Beaucoup de choses me touchent. Je ne le dis pas, ce sont des secrets entre les lecteurs et moi. Des histoires de vie. Ou alors des gens qui sont émus par une image, par un adjectif, par une tournure de phrase. Je ne vais pas le dire pour autant. Ça peut être très intime, une tournure de phrase.

Ce qui m’énerve, ce sont ces gens qui viennent vous voir pour vous dire qu’ils n’ont « pas accroché ». Ça m’est arrivé une ou deux fois. Je respecte évidemment leur (non-) lecture. C’est l’expression qui me gêne. On dirait qu’ils s’identifient de leur plein gré à des poissons, et qu’ils regrettent de ne pas avoir mordu à l’hameçon, au point de venir le reprocher au pêcheur. Quelle drôle d’idée. 

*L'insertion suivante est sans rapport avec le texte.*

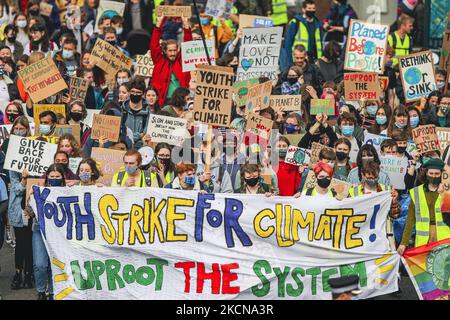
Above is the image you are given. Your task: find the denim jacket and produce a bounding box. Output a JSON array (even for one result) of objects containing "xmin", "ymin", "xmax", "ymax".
[{"xmin": 8, "ymin": 170, "xmax": 25, "ymax": 227}]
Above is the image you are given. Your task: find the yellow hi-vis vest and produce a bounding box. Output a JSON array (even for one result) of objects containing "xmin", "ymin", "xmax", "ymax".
[
  {"xmin": 152, "ymin": 0, "xmax": 166, "ymax": 25},
  {"xmin": 348, "ymin": 184, "xmax": 387, "ymax": 197},
  {"xmin": 290, "ymin": 19, "xmax": 323, "ymax": 59},
  {"xmin": 270, "ymin": 0, "xmax": 288, "ymax": 26},
  {"xmin": 306, "ymin": 187, "xmax": 335, "ymax": 197},
  {"xmin": 409, "ymin": 185, "xmax": 450, "ymax": 247},
  {"xmin": 387, "ymin": 31, "xmax": 411, "ymax": 66}
]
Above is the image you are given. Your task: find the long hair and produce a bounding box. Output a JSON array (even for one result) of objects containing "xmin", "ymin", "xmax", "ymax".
[
  {"xmin": 334, "ymin": 137, "xmax": 352, "ymax": 173},
  {"xmin": 355, "ymin": 144, "xmax": 380, "ymax": 181},
  {"xmin": 76, "ymin": 158, "xmax": 102, "ymax": 181},
  {"xmin": 387, "ymin": 104, "xmax": 411, "ymax": 138},
  {"xmin": 154, "ymin": 142, "xmax": 175, "ymax": 173},
  {"xmin": 58, "ymin": 133, "xmax": 83, "ymax": 157},
  {"xmin": 368, "ymin": 104, "xmax": 392, "ymax": 134},
  {"xmin": 29, "ymin": 22, "xmax": 51, "ymax": 53},
  {"xmin": 11, "ymin": 116, "xmax": 31, "ymax": 137},
  {"xmin": 44, "ymin": 164, "xmax": 66, "ymax": 186}
]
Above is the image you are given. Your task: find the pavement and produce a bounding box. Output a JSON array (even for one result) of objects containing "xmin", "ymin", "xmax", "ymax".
[{"xmin": 0, "ymin": 242, "xmax": 419, "ymax": 300}]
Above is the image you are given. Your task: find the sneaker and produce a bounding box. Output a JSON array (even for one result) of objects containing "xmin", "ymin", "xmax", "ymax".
[
  {"xmin": 37, "ymin": 292, "xmax": 47, "ymax": 300},
  {"xmin": 10, "ymin": 271, "xmax": 22, "ymax": 290},
  {"xmin": 23, "ymin": 273, "xmax": 34, "ymax": 289}
]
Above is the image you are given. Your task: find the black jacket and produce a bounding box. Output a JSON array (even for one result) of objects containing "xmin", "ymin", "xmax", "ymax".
[
  {"xmin": 423, "ymin": 110, "xmax": 450, "ymax": 128},
  {"xmin": 123, "ymin": 0, "xmax": 154, "ymax": 40}
]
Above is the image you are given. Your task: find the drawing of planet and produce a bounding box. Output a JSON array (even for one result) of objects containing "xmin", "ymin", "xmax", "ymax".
[
  {"xmin": 404, "ymin": 67, "xmax": 422, "ymax": 85},
  {"xmin": 363, "ymin": 41, "xmax": 376, "ymax": 55}
]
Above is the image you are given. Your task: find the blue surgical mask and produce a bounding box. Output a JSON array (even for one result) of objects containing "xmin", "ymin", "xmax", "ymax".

Qu’est-ce qui provoque l’ennui chez vous ?

Les conversations que j’ai plus d’une fois. Ah, et les formulaires à remplir. Tous ces formulaires. Toutes ces fois où on vous demande votre date de naissance. Pour prendre le train, il faut donner sa date de naissance. Quel ennui. Et je ne parle même pas du fait de devoir donner son nom. Ça aussi, c’est d’un ennui. Ce qui est moins ennuyeux, c’est de mentir. Mentir, c’est très divertissant. Mais les ennuis judiciaires sont-ils préférables à l’ennui tout court ? Pas sûr. 

Écrivez-vous à la main ou seulement sur ordinateur ?

D’abord à la main.

Karen Blixen à l'aéroport Kastrup de Copenhague en 1957
Karen Blixen à l’aéroport Kastrup de Copenhague en 1957 © SAS Scandinavian Airlines/Wikimedia Commons

En compagnie de qui aimeriez-vous vous retrouver dans l’au-delà ?

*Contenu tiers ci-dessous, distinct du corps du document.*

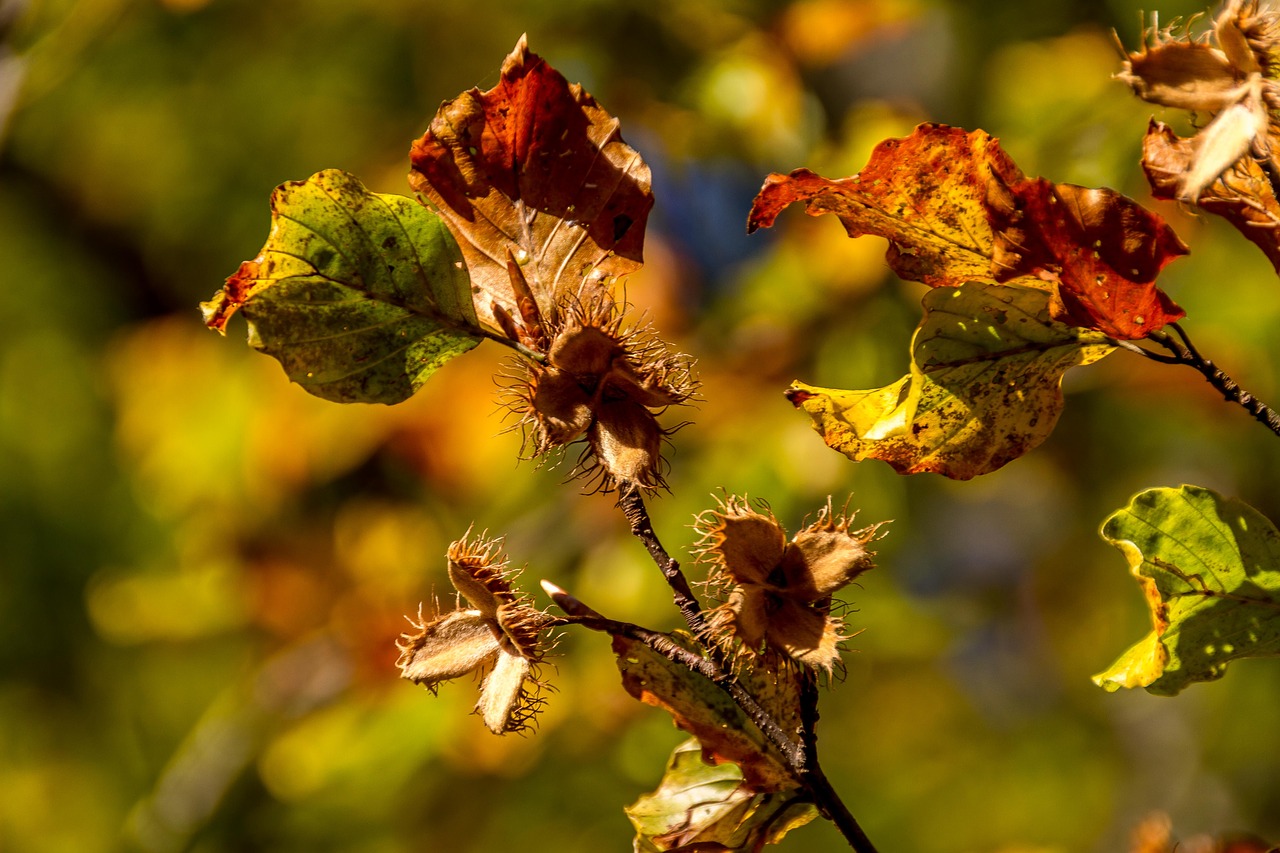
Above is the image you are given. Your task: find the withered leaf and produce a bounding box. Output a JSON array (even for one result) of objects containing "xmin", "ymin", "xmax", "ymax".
[
  {"xmin": 993, "ymin": 178, "xmax": 1187, "ymax": 338},
  {"xmin": 1144, "ymin": 118, "xmax": 1280, "ymax": 274},
  {"xmin": 409, "ymin": 34, "xmax": 653, "ymax": 337},
  {"xmin": 612, "ymin": 633, "xmax": 797, "ymax": 793},
  {"xmin": 749, "ymin": 123, "xmax": 1025, "ymax": 287}
]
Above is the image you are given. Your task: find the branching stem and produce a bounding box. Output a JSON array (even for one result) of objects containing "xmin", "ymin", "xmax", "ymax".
[
  {"xmin": 1129, "ymin": 323, "xmax": 1280, "ymax": 438},
  {"xmin": 608, "ymin": 485, "xmax": 880, "ymax": 853},
  {"xmin": 616, "ymin": 484, "xmax": 709, "ymax": 637}
]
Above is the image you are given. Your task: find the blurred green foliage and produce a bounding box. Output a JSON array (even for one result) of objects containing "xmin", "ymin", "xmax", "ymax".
[{"xmin": 3, "ymin": 0, "xmax": 1280, "ymax": 851}]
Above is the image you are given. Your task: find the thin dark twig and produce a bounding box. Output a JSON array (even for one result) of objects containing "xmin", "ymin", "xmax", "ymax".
[
  {"xmin": 795, "ymin": 670, "xmax": 879, "ymax": 853},
  {"xmin": 616, "ymin": 484, "xmax": 709, "ymax": 637},
  {"xmin": 1143, "ymin": 324, "xmax": 1280, "ymax": 438}
]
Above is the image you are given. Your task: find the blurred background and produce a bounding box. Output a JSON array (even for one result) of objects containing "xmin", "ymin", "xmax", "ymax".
[{"xmin": 4, "ymin": 0, "xmax": 1280, "ymax": 851}]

J’aimerais bien manger des huîtres avec Karen Blixen au moins une fois.

Avez-vous cru, à un moment ou à un autre, verser dans la folie ?

Oui.

Qu’est-ce qui vous fait encore pleurer ?

Le sentiment d’impuissance.

N’enlèveriez-vous pas quelques pages à La recherche du temps perdu ?

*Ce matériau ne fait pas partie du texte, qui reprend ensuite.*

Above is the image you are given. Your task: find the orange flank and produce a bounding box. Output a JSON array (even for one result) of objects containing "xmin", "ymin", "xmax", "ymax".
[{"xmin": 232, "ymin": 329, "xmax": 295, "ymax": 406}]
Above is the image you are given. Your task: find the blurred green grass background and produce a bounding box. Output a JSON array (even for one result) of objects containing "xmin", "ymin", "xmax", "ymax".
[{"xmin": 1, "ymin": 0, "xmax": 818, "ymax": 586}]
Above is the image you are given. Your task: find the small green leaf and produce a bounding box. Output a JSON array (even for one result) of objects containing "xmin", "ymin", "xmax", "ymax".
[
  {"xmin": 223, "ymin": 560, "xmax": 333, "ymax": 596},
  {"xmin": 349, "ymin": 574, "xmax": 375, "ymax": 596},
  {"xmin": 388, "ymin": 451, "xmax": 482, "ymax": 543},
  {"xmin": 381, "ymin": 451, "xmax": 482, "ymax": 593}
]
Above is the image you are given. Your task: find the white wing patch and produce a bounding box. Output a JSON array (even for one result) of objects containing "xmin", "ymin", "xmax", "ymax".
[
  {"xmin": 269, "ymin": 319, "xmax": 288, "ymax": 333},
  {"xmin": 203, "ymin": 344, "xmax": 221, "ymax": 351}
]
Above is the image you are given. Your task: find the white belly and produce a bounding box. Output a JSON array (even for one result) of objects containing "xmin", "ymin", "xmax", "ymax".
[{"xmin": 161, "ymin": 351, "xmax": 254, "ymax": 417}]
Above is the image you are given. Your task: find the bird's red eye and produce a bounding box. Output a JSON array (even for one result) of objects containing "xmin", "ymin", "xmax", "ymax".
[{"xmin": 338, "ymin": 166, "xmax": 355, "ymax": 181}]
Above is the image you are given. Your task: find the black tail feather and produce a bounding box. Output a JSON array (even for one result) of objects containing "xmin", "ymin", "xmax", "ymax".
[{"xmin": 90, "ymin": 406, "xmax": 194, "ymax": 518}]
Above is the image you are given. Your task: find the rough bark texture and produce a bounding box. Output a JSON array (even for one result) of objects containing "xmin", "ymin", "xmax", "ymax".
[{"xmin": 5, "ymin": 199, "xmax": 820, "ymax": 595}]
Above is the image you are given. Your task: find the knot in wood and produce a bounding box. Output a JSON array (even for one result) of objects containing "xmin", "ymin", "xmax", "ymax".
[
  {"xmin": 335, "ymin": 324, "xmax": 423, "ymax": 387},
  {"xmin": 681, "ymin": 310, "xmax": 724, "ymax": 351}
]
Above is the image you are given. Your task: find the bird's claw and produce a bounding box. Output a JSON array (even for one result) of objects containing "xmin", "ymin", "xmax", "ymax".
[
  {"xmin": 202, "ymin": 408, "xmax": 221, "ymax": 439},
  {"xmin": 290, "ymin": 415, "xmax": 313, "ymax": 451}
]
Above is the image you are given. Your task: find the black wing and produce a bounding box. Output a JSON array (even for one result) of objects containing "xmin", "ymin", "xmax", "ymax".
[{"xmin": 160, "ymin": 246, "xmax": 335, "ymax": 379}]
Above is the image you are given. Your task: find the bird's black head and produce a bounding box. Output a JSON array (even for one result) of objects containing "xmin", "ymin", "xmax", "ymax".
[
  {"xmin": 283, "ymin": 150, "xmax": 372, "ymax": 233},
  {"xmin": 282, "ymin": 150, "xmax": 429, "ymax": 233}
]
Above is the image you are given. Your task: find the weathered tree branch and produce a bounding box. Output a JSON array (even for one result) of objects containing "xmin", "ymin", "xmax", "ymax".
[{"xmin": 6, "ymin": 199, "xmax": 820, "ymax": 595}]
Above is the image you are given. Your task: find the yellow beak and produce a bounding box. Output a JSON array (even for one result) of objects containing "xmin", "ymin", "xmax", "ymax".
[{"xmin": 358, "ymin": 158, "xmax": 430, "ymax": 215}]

Ça dépend, pour quoi faire ? Si c’est pour confectionner un ersatz de gilet pare-balle à quelqu’un, je peux aller jusqu’à un tome. Deux, même.

De qui suivez-vous le plus les conseils quand il s’agit d’écrire ?

Un jour, on m’a envoyé une carte postale qui disait « c’est en écrivant qu’on devient écrevisse », j’y pense assez souvent. Sinon, un jour, un écrivain plus âgé que j’admire m’a dit qu’il fallait s’obliger à parler d’argent. Avec les éditeurs, notamment. C’est toujours gênant. Lui, il avait une formule, il disait : « Il me faudra une mallette ». Une mallette de billets, c’est ça qu’il voulait dire. Ça m’est resté. L’unité-mallette. La devise-mallette. Tout de suite, ça rend la conversation plus supportable. Alors, pour me donner du courage, parfois je lui emprunte sa mallette — façon de parler, bien sûr.

Quel écrivain francophone admirez-vous le plus profondément ? Et non francophone ?

J’ai une admiration profonde pour l’œuvre de Marcel Proust. Je regrette déjà d’avoir sauvé la vie d’une personne imaginaire à ses dépens, plus haut dans ce questionnaire. Tout ça pour un bon mot ! Qu’il me pardonne.   

Non francophone ?

J’ai beaucoup, beaucoup d’admiration pour Don DeLillo. Pour Henry James. Pour Dubravka Ugrešić.

Humus
Humus Dew © CC BY 2.0/Todd Ehlers/Flickr

Peut-on sauver le monde ? (Si oui, pourquoi ?)

Ce serait bien, quand même. Mais je m’interroge sur la parenthèse qui suit votre question : est-ce qu’il faut comprendre « pourquoi peut-on sauver le monde ? » ou « pourquoi sauver le monde ? ». Je m’interroge aussi sur le fait que moi, j’ai spontanément pensé que cela signifiait « pourquoi sauver le monde ? ». Je me suis dit : « mais quel esprit malade a conçu cette question ? », avant de me faire la réflexion que c’était peut-être le mien.

Avez-vous confiance ? en quoi, en qui ?

J’ai raisonnablement confiance en ce précepte qui dit qu’à force d’écrire quelque chose finit par venir.

Qu’évoque pour vous le mot « posthume » (posthumus) ?

Ça m’évoque l’humus, cette couche de végétaux en décomposition qui est un excellent engrais. Post-humus, que se passe-t-il ? Est-ce qu’il y a quelque chose après l’humus ? Après « malade, mort, dépérissant » et toute cette pourriture ? Tiens, oui, là, une petite pousse.  

Qu’est-ce que vous auriez aimé être au lieu d’écrivain ?

En ce moment ? Plongeuse sous-marine.